Dinleyen var mı? Tabiki yok. Bu yılda öyle oldu!
Tarım ve Orman Bakanlığı,
"2024 yılında yaş çay rekoltesi 1 milyon 430 bin ton olarak gerçekleşmiştir.
ÇAYKUR 2024 yılında 49 yaş çay fabrikasında 783 bin ton yaş çay aldı.
Bu yıl da ortalama aynı miktarda alım yapmayı hedeflemektedir.
2024 yılında 19 TL olan yaş çay bedeli 2025 yılı için 25,44 TL olarak belirlenmiştir" dedi.
Yani üretime yine e kota var. Yine enflasyonun altında fiyat var.
Bakanlık bir uyardı
Tarım ve Orman Bakanlığı yaptığı açıklamada: ÇAYKUR, yaş çay üreticilerini özel sektör işletmelerinin fırsatçılığına karşı uyardı. Üreticilere, ÇAYKUR'un alım güvencesinin altında oldukları hatırlatıldı ve acele edilmemesi gerektiği vurgulandı'.
Hem ürünün hepsini almıyorsun hem de fırsatçılara karşı uyarıyorsun! Yani benim istediği kadar üret mi, diyorsun? Sahi devletin olduğu yerde fırsatçılar nasıl peydahlanabiliyor? Bu karaborsacılık değil midir? Devlet, kendi vatandaşını karaborsacının insafına bırakır mı?
ÇAYKUR kimin arka bahçesi?
Savcıların fazla mesai yaptığı bugünlerde birde şu ÇAYKUR hesaplarına baksalar iyi olur diye düşünüyorum. Hesaplar sıradan insanda bile farklı kanaatler uyandırıyor.
ÇAYKUR, 2015 yılında 22 milyon lira, 2016'da 82 milyon kar etmiş. 2017'de ise kurum o meşhur Varlık Fonu'na devredilmiş.
Nedir bu Ulusal Varlık Fonu?
Çeşitli finansal varlıklara yatırım yaparak gelirini artırmayı hedefleyen, devletin sahipliği ve yönetimi altında çalışan fonlar, kurumlardır.
Ama bırak artışı tam bir batış var.
ÇAYKUR 2017'de 267 milyon, 2018'de 657 milyon, 2019'da 635 milyon, 2020'de 547 milyon, 2021'de ise 503 milyon zarar etti.
Kurumun toplam zararı 2022 yılı sonunda 2 milyar 838 milyon TL'ye, banka borçların da 4,8 milyar TL'ye ulaştı.
Tabi bu başlık medyada çok konuşulmaya başlayınca ÇAYKUR bir anda kendine geldi ve 2022 yılında 60.2 milyon TL 2023'te 69.2 milyon lira, 2024'te ise 73 milyon lira kar açıkladılar.

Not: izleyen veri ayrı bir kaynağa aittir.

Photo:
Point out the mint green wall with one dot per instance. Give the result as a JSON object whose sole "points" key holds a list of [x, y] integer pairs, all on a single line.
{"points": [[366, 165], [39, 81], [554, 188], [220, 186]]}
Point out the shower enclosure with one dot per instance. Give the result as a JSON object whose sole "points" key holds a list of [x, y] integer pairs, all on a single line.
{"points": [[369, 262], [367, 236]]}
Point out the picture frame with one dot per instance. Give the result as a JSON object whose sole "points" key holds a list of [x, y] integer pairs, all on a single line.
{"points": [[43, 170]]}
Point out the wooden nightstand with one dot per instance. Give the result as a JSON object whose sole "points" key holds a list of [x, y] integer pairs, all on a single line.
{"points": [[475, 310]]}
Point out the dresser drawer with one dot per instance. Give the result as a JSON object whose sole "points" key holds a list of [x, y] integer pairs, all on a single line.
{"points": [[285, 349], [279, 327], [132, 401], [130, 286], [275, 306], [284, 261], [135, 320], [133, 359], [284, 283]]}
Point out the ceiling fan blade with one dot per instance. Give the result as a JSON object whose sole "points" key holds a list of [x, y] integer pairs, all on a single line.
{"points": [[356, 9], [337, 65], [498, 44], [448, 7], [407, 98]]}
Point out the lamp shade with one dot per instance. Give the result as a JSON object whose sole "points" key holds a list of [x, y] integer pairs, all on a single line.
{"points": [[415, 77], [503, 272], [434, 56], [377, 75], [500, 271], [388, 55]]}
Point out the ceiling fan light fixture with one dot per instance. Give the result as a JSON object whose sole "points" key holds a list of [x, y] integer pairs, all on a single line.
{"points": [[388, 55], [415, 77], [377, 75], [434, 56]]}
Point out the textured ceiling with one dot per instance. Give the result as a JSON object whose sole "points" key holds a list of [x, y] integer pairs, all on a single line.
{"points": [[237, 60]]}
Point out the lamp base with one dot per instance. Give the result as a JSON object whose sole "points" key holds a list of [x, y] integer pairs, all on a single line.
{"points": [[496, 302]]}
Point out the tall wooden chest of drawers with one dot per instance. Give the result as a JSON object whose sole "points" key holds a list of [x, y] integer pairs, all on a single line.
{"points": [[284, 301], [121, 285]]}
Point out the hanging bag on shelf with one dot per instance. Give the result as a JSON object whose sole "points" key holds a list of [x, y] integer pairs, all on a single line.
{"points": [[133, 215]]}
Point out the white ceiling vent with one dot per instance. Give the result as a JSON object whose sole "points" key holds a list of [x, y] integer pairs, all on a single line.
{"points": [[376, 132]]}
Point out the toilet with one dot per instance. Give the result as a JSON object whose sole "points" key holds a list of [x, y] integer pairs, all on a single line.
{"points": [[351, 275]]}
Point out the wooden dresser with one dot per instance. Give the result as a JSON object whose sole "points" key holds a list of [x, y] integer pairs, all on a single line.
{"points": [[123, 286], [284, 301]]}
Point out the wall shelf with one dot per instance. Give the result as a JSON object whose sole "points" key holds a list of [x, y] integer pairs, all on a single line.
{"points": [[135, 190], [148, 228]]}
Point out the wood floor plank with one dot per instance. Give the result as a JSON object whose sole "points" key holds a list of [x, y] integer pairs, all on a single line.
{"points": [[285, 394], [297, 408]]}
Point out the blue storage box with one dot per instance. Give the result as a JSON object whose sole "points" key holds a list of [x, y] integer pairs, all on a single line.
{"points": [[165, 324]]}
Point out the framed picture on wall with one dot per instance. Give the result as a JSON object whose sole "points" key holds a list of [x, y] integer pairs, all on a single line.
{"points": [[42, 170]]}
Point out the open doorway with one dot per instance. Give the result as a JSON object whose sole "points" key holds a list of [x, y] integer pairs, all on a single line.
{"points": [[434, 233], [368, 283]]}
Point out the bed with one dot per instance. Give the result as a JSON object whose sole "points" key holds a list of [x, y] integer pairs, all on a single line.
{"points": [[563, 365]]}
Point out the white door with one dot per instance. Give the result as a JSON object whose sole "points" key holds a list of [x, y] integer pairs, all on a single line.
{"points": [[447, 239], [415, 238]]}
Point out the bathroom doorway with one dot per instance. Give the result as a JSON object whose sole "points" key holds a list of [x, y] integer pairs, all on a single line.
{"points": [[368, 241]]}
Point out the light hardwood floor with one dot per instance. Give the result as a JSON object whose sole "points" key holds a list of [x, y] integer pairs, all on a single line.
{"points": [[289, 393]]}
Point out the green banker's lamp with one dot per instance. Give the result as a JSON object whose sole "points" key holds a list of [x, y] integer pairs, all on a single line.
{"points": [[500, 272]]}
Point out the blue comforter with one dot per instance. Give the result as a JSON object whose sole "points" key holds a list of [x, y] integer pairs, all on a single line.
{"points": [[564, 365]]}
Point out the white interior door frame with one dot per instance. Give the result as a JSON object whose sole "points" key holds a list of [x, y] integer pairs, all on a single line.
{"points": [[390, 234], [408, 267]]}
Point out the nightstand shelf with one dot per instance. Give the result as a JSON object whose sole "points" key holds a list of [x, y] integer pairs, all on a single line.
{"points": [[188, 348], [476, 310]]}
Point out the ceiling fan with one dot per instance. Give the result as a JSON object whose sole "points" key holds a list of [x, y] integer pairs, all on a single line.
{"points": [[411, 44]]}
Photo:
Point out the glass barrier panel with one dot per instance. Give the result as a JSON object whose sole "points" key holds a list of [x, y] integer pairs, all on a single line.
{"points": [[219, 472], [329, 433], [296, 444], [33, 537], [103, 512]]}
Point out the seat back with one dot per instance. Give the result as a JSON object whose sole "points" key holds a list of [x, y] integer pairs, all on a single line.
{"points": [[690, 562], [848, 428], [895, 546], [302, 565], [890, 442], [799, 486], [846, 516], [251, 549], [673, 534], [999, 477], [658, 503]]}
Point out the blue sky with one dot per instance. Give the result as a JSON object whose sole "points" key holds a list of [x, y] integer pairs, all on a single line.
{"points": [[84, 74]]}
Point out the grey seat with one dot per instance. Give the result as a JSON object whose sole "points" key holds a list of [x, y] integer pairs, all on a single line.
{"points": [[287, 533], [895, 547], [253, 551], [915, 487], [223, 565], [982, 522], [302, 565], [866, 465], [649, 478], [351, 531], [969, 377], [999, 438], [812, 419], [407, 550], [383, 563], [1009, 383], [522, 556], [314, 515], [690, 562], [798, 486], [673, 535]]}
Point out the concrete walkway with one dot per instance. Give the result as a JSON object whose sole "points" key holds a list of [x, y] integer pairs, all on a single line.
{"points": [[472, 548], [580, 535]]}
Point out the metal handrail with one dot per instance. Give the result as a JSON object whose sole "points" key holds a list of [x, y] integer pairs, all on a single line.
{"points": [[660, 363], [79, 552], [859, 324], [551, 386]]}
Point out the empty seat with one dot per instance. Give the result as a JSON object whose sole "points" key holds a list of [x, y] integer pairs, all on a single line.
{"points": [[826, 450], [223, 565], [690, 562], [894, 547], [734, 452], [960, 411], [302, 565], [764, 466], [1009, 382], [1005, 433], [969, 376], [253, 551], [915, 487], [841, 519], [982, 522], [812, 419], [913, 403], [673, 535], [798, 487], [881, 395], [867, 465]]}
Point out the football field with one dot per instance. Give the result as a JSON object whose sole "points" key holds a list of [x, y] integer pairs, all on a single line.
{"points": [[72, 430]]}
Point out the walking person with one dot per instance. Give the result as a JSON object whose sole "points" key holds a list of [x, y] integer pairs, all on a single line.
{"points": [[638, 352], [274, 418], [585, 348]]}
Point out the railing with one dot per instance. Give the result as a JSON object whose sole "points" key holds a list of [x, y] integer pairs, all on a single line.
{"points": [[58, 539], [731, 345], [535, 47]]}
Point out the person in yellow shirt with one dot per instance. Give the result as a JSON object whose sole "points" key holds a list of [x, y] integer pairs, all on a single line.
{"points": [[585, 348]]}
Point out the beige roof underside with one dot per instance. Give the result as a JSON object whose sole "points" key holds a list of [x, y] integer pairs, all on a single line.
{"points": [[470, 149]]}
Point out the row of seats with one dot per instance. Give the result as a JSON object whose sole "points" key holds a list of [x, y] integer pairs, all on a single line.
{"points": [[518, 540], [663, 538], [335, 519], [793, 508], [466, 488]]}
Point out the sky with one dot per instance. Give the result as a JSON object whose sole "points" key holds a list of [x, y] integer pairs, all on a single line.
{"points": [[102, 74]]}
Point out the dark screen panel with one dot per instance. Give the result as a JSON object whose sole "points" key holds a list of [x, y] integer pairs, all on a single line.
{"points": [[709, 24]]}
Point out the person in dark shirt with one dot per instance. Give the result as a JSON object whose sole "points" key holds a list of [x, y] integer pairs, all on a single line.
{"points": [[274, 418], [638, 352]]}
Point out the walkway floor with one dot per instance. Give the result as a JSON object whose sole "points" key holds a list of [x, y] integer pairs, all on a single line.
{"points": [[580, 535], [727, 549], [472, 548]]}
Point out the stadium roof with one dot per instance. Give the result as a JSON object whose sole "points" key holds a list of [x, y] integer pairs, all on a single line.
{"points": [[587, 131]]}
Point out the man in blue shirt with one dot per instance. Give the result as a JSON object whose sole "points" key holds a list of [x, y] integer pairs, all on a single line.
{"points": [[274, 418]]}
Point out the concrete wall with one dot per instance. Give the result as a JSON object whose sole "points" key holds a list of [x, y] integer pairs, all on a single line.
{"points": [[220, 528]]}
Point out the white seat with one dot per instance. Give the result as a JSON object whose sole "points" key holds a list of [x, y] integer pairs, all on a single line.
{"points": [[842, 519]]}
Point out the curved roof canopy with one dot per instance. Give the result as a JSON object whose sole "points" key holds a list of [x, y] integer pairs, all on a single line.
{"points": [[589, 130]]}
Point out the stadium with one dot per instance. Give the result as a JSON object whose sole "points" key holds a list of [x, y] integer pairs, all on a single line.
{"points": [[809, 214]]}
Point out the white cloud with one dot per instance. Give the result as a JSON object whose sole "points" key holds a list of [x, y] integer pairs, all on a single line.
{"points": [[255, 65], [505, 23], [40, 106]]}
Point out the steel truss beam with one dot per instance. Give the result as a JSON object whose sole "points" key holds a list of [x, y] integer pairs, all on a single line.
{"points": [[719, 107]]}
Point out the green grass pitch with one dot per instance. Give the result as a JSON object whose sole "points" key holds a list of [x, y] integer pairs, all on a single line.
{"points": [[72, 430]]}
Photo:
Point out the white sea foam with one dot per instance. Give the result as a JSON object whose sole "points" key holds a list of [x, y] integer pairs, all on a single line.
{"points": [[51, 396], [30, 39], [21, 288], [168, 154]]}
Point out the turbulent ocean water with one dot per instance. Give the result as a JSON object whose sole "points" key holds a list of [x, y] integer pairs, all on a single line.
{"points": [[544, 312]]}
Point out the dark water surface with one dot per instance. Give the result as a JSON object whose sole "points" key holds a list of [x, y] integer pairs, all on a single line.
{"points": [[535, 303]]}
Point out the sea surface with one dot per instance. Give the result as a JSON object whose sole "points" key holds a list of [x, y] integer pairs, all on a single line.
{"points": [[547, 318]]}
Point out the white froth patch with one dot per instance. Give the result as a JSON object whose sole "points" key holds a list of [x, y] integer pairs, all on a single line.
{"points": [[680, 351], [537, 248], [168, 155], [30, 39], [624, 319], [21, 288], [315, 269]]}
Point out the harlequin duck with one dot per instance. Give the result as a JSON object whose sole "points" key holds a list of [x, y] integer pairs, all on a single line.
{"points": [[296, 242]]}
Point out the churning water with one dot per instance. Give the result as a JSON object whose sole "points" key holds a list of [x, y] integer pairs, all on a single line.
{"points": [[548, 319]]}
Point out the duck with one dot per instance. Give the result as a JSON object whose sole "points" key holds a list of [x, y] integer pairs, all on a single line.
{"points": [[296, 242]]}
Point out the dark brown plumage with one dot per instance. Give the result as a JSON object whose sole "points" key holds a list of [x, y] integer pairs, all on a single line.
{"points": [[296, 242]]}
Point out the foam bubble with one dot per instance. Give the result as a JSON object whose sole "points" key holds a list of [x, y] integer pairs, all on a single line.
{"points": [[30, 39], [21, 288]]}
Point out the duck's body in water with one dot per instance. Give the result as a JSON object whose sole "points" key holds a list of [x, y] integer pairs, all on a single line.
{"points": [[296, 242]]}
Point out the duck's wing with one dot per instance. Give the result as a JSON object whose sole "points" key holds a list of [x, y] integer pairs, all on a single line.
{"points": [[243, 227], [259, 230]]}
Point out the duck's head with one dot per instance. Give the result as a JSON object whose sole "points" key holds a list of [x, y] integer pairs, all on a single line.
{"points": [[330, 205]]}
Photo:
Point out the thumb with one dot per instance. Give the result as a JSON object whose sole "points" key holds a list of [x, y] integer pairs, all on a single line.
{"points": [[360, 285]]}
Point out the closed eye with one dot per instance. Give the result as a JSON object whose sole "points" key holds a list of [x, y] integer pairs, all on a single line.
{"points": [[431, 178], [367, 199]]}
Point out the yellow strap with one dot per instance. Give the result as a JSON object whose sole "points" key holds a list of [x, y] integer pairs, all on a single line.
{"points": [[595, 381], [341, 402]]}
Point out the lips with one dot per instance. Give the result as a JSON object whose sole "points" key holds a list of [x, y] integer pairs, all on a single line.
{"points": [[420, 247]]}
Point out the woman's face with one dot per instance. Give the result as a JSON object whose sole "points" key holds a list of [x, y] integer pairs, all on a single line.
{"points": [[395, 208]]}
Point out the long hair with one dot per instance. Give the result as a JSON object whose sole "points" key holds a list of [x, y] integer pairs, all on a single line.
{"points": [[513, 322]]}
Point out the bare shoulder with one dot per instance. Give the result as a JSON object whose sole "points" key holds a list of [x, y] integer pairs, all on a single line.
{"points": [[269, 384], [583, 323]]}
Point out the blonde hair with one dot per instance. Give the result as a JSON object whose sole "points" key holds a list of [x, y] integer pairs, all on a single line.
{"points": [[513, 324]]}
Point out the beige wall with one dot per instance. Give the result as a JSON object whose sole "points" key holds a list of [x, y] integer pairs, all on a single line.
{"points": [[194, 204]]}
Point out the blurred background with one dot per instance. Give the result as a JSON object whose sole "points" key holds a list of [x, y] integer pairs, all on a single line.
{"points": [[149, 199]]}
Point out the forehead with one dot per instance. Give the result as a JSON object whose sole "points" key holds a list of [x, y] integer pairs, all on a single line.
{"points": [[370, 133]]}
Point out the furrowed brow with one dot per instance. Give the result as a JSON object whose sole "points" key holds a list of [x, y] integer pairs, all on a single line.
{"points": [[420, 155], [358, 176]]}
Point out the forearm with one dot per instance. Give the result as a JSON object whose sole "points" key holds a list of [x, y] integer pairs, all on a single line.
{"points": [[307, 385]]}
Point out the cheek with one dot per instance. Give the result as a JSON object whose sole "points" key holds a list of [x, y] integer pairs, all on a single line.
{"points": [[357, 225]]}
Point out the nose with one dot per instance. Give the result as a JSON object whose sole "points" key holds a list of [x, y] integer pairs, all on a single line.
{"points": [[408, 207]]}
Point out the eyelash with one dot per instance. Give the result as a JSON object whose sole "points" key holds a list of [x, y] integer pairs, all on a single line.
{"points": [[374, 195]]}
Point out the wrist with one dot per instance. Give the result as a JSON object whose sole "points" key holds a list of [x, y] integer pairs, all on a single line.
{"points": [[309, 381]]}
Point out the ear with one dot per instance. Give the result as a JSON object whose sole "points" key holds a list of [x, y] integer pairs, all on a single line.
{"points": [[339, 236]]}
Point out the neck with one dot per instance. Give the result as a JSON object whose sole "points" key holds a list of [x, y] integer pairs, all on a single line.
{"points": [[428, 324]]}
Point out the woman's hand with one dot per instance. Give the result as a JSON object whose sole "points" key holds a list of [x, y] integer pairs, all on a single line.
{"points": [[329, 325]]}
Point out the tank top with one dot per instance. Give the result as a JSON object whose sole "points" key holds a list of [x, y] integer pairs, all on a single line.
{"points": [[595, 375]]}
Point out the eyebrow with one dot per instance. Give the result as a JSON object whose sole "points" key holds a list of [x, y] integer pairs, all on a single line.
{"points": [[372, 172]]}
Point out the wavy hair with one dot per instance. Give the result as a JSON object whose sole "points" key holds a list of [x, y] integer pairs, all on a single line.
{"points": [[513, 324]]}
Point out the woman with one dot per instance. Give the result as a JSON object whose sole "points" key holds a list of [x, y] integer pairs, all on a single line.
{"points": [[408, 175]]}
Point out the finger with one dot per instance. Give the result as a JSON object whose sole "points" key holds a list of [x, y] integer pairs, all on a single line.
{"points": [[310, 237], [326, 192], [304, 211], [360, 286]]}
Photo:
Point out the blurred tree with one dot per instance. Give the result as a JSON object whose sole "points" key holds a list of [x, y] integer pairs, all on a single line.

Yani son 3 yılda her şey kötüden daha kötüye giderken ÇAYKUR kara geçmiş. Öyle mi? Var bu işte bu TÜİK'lik!
ÇAYKUR'un müdür AKP Rize İl Başkanının kardeşi. Varlık fonunun başında ise Sayın Erdoğan var.
Buğday
2023 ton başına makarnalık buğday 9.000 TL, ekmeklik buğday alım fiyatı 8.250 TL ve arpa 7.000 TL.
2024 ton başına makarnalık 10 bin lira, ekmeklik buğday 9 bin 250 lira ve arpa 7.250 TL.
2025 için hububat alım fiyatları ton başına şöyle:
Makarnalık buğday: 13 bin 500 lira
Ekmeklik buğday: 13 bin 500 lira
Arpa: 11 bin lira
Geçen yıl ülkemizde yaklaşık 20 milyon ton buğday üretildi.
Toprak Mahsulleri Ofisi (TMO) 20 milyon tunun sadece 3,5 milyon tonunu alacağını açıkladı. Aynı oran bu yıl için de geçerli. Yani çay üreticisi gibi buğday üreticisi de özel sektörün insafına terkedildi.
Yani köprülere, hastanelere, yollara garanti verenler çiftçiye garanti vermedi.
Zeytin
Şuanda fındık gibi dünyanın en çok zeytin üreten ülkesiyiz. Ama ne hazindir ki insanımız doya doya fındık tüketemediği gibi zeytinin de en ucuzunu alabilmek için kampanya kovalıyor.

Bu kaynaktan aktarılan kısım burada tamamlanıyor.